Kepala Kantor Wilayah Kementerian HAM Daerah Khusus Jakarta, Mikael Azedo Harwito, menyoroti bentrokan maut yang terjadi di Menteng, Jakarta Pusat. Dia meminta peristiwa tersebut tidak dikaitkan dengan ras maupun suku tertentu.
"Kami minta bentrokan yang terjadi tidak mengaitkan ras, suku atau agama tertentu," kata Mikael Azedo kepada wartawan, Selasa (28/7/2026).
Dia mengajak masyarakat untuk menyerahkan seluruh proses hukum kepada polisi. Dia mengatakan proses penegakan hukum harus dilakukan secara profesional, transparan, akuntabel, serta tetap menjunjung tinggi prinsip-prinsip hak asasi manusia.
"Kami juga mengajak seluruh masyarakat untuk menahan diri, tidak mudah terprovokasi, serta memberikan kepercayaan penuh kepada kepolisian dalam mengusut tuntas peristiwa ini. Mari kita jaga keamanan, kedamaian, dan persatuan dengan tetap menghormati hukum serta nilai-nilai hak asasi manusia," ujarnya.

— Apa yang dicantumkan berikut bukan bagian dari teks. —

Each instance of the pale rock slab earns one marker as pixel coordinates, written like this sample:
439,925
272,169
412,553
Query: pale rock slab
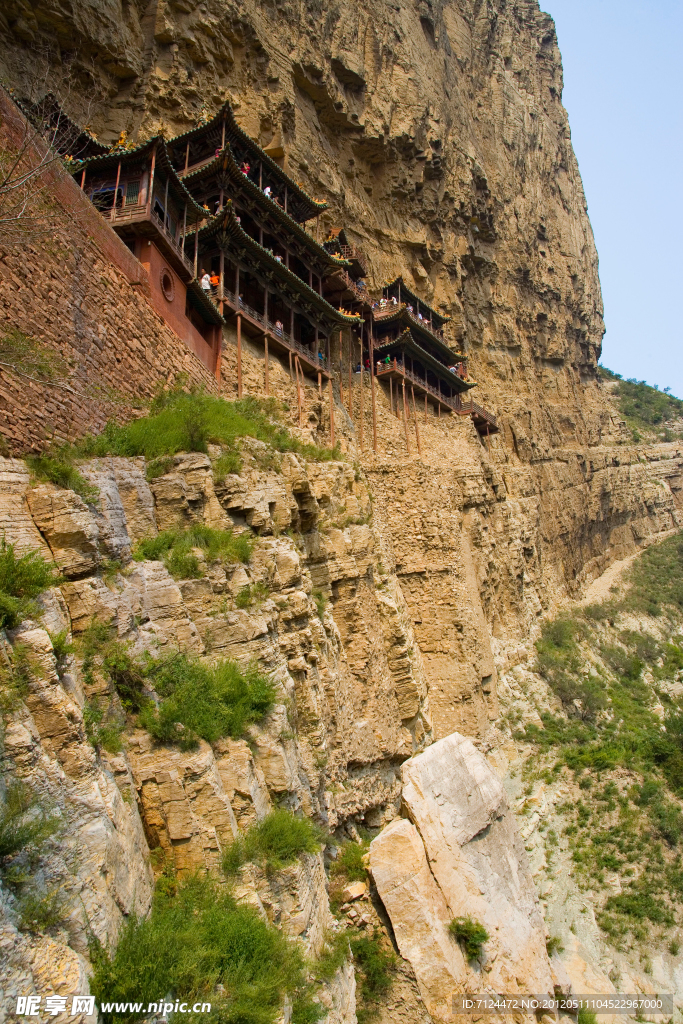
460,855
69,526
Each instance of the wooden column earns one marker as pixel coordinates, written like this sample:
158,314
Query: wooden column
372,386
116,189
350,379
408,441
151,190
265,341
297,367
332,413
417,425
218,336
239,355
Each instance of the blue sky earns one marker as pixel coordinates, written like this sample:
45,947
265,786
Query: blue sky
623,61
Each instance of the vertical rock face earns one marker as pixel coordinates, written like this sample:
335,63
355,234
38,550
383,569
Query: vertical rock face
458,854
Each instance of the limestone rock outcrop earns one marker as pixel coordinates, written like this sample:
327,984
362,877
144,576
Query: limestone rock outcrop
456,853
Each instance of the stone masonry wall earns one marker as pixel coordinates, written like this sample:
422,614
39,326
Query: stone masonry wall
78,290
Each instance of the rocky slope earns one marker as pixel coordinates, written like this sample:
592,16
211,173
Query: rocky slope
394,588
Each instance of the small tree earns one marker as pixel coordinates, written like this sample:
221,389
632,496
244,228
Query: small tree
471,935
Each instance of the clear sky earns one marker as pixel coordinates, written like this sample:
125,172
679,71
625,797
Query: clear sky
623,64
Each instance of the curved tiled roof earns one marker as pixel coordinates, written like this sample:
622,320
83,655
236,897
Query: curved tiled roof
163,162
226,162
406,340
400,311
416,298
231,126
226,222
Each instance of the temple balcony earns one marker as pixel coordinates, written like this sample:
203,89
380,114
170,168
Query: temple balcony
484,421
147,223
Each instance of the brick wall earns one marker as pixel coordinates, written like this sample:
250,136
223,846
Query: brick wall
75,287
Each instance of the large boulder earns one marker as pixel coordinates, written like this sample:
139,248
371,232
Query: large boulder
457,854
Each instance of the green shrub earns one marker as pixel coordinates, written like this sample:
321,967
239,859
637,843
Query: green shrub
199,700
376,966
40,909
276,842
181,421
25,823
58,467
174,548
23,578
471,935
196,938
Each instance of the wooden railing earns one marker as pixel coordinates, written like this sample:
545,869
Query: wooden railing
275,332
350,252
139,211
401,369
390,308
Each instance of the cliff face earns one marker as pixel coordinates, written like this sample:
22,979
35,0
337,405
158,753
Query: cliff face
436,133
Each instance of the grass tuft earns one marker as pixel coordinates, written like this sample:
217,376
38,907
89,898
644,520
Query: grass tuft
275,842
23,578
176,548
196,939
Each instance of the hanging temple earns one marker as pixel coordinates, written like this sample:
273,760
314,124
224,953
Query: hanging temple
223,232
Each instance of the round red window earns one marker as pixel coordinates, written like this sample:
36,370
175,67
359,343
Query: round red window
167,286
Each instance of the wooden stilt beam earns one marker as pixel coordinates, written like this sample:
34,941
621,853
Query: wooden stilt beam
350,388
239,355
408,440
332,413
218,336
265,340
417,425
361,388
372,386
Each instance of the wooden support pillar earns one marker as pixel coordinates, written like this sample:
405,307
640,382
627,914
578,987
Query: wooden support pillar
350,379
116,189
218,337
417,425
297,367
408,440
151,189
372,386
265,342
332,413
239,355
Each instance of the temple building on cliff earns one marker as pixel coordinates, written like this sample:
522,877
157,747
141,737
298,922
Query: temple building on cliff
222,232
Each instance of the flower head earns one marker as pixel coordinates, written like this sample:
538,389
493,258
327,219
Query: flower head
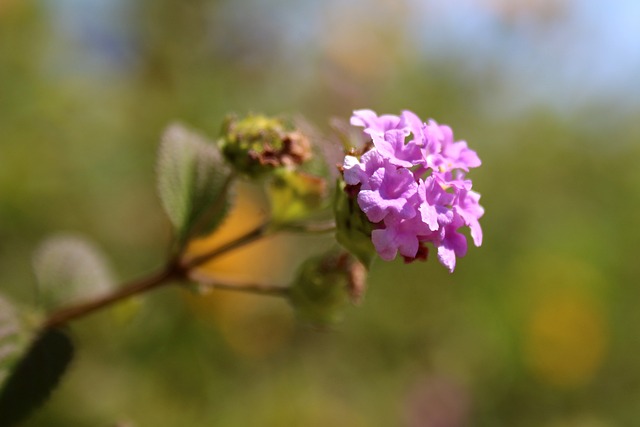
412,186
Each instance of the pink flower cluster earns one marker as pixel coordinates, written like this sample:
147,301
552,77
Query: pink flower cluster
412,185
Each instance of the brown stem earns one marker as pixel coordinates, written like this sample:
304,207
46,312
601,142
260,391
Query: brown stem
65,315
251,236
276,291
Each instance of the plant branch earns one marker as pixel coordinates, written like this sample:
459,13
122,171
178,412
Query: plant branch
180,270
258,289
153,281
251,236
319,227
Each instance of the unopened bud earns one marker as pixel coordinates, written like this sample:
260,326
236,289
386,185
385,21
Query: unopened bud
257,145
325,285
353,229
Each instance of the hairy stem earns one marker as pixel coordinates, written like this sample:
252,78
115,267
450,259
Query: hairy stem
251,236
177,271
276,291
153,281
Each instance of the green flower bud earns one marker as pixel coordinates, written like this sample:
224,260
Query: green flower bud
295,195
257,145
353,229
325,285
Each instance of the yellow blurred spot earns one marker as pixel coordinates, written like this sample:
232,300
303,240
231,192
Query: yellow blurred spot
253,326
566,338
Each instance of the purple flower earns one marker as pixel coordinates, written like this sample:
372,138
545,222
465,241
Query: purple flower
399,235
388,191
412,185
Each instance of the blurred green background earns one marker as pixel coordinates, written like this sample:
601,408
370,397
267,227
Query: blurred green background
538,327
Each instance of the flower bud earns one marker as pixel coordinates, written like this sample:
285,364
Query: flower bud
325,284
256,145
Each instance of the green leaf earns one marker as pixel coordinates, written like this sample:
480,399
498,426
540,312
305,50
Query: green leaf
68,268
193,182
35,376
10,342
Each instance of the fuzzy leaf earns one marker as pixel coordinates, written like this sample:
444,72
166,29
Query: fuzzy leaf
10,329
35,376
68,268
193,182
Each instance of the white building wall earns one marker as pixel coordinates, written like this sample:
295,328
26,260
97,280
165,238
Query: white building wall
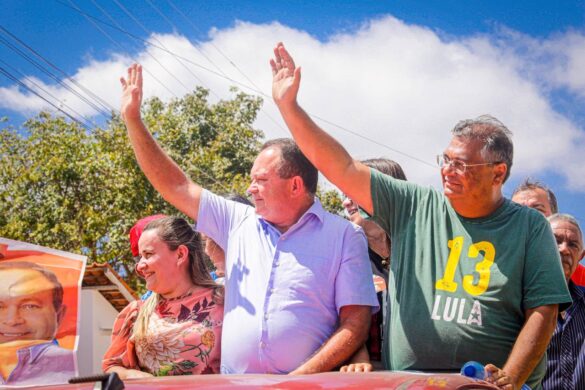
95,330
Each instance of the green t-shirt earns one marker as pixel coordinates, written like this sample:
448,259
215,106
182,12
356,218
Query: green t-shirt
458,287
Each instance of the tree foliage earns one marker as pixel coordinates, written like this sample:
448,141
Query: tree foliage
80,190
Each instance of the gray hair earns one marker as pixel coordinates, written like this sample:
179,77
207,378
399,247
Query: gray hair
567,218
495,136
46,273
529,184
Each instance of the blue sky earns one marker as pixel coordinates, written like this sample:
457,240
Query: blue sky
399,72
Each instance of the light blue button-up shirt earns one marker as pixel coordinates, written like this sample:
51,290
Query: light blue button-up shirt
284,291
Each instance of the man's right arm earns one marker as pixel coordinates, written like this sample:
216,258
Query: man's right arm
328,156
162,172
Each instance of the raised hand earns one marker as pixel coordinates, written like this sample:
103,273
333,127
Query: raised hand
286,78
499,377
131,93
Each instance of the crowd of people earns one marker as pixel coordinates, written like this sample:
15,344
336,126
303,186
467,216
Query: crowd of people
417,279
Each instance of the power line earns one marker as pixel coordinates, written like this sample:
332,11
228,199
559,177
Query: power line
103,103
257,91
46,92
270,117
51,75
120,46
16,80
148,33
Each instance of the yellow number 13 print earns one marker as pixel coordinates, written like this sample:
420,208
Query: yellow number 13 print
447,282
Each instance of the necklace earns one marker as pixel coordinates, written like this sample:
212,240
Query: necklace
187,294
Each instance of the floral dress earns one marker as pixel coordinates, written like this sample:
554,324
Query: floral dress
183,337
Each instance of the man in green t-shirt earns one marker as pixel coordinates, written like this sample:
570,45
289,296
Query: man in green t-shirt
473,276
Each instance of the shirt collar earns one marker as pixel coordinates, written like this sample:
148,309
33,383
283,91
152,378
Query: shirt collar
577,292
36,350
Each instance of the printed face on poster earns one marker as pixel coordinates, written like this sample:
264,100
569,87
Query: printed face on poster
39,299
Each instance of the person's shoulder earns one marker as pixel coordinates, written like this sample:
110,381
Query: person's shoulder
55,350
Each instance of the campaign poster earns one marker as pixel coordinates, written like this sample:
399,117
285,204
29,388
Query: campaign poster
39,314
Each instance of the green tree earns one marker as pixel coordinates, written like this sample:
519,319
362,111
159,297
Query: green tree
79,190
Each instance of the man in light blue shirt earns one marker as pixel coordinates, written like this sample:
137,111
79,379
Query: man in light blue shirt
299,291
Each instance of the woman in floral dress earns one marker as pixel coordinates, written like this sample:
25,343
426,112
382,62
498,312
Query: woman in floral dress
177,330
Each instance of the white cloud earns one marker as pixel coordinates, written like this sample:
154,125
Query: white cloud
402,85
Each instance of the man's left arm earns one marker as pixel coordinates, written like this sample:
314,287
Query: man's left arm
528,349
354,323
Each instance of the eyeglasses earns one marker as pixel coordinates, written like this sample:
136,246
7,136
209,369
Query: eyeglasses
458,165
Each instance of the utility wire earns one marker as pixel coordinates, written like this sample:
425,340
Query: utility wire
51,75
16,80
103,103
160,43
120,46
270,117
154,38
62,103
259,92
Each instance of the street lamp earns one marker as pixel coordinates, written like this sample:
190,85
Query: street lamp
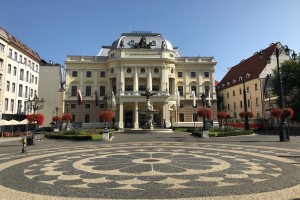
203,98
67,109
35,104
225,109
245,102
283,128
56,110
105,99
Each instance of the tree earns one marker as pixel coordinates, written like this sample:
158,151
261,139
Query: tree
290,73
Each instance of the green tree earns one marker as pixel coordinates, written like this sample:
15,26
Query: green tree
290,73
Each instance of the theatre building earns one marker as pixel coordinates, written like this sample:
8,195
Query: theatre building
133,63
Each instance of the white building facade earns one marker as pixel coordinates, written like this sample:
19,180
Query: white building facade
135,62
19,74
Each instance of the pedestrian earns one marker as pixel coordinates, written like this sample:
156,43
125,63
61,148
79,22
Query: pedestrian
24,142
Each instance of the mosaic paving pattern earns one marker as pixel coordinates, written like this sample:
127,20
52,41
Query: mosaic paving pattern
155,171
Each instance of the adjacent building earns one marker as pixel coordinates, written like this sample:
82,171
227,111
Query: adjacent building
135,62
256,71
19,75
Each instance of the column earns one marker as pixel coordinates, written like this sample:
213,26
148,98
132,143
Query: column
149,80
136,115
163,79
135,81
121,120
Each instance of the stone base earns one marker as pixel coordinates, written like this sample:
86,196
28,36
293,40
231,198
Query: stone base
105,136
205,134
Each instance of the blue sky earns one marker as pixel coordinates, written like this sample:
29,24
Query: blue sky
229,30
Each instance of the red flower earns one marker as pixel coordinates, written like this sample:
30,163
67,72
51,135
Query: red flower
204,113
35,118
106,115
56,118
66,117
221,115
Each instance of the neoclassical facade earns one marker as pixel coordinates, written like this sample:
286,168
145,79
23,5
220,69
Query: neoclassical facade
135,62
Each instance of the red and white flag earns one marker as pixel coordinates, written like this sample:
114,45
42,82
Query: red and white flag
79,97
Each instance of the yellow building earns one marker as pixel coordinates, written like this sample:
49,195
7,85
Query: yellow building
135,62
256,71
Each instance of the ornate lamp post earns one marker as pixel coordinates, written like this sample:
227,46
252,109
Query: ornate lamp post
245,102
105,99
67,109
283,128
225,109
35,104
203,99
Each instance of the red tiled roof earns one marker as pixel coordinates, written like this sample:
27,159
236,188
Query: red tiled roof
253,66
18,44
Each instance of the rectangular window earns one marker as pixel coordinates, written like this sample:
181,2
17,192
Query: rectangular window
155,88
181,117
12,105
88,91
20,90
102,91
194,88
207,88
10,53
74,73
180,89
87,118
9,69
1,63
142,88
22,74
195,117
2,46
88,74
13,87
74,91
206,74
7,85
102,74
6,104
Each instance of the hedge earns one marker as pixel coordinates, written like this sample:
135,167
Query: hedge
72,137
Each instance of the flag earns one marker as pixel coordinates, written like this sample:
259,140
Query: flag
113,98
209,102
96,98
194,99
79,96
178,99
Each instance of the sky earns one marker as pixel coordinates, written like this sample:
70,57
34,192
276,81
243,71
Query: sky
228,30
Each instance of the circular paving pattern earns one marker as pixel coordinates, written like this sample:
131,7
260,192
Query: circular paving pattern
165,170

Dia menyampaikan, Kementerian HAM Jakarta akan terus berkoordinasi dengan berbagai pihak di lingkungan sekitar lokasi kejadian. Melalui koordinasi tersebut, pihaknya akan mendorong peningkatan kewaspadaan masyarakat sekaligus mengajak seluruh elemen untuk menghindari tindakan yang bertentangan dengan hukum dan hak asasi manusia.